En estos días, algunas voces criollas sugirieron la posibilidad de que se pague en esos términos a los carroñeros mimetizados como financistas. Esto desalentaría en el futuro cualquier acuerdo entre deudores y acreedores, porque deja como bobos a los que negociaron una quita en los intereses. “No creemos que sea una solución justa, como dice Griesa, pagarles a esos fondos buitre y menos hacerlo a costa de quienes con su esfuerzo hicieron todo para que la Argentina esté hoy en condiciones de cumplir con sus deudas a los acreedores, que aceptaron una quita inédita y plazo muy largos de pago”, enfatizó Lorenzino. Además, estos especuladores saben que lo que pretenden es imposible –y Griesa también- pero insisten para que Argentina entre en default técnico, lo que les permitiría cobrar cuantiosas sumas de dinero por parte de las aseguradoras. Que quede claro: no quieren cobrar, sino desestabilizar.
Para demostrar que los argentinos no estamos tan divididos, buena parte de los exponentes de la oposición consideraron excesiva la recomendación del Juez Imperial. El ex candidato presidencial, Ricardo Alfonsín, calificó el fallo como “lamentable” y anticipó que “puede tener implicancias muy negativas no sólo para la Argentina sino para cualquier país que se encuentre en situación de grave emergencia económica o financiera”. “En casos como éstos están en juego derechos y principios que pueden entrar en contradicción. Griesa ha ponderado mal las jerarquías existentes”, denunció Alfonsín. Para el diputado Alfonso Prat Gay, “el fallo es sorprendente y durísimo y es de imposible cumplimiento”. Federico Pinedo, diputado amarillo, publicitó un proyecto de ley para incorporar a los buitres en el último acuerdo y recomendó a los funcionarios argentinos “que dejen de usar violencia verbal efectista, porque las consecuencias las terminan pagando los argentinos. El fallo de Griesa es, de alguna manera, respuesta a bravuconadas de funcionarios argentinos”. Claro, nada dice de las atribuciones que se toma Griesa, que se originan en los acuerdos de deuda firmados a mediados de los noventa, años dorados para la derecha nostálgica.
“Rechazo este fallo del juez Griesa, que es lesivo a la República Argentina –se exaltó el socialista Rubén Giustiniani– El Congreso de la Nación debe reafirmar la voluntad soberana en el sentido del canje de la deuda como lo realizó en su momento sin aceptar las presiones de los fondos buitre”. Hasta Victoria Donda, de Libres del Sur, consideró vulnerada nuestra soberanía: “les ofrecimos dos veces el canje de deuda y no entraron, especulando con un fallo de estas características, con una deuda inflada.
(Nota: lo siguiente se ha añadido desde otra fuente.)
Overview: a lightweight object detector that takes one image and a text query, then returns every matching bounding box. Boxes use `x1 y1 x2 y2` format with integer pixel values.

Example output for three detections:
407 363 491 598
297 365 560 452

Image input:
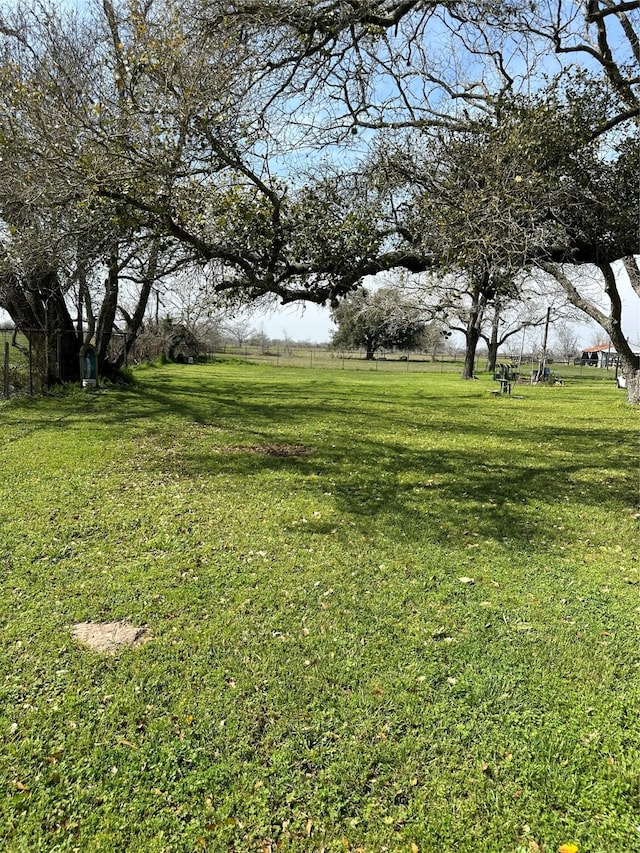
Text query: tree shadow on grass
149 420 634 551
Es un fallo profundamente injusto”. Tanto despliegue verbal en defensa de los intereses nacionales, realmente emociona. Ante los injustos ataques que vienen del exterior, primero están los colores. Eso sí, duele un poco que Moyano y su ballet haya elegido el día de la Soberanía para realizar una muestra mezquina de su deteriorado poder. Pero un poco, nada más. Mucho hay para celebrar y mucho para construir, porque este nuevo país recién empieza.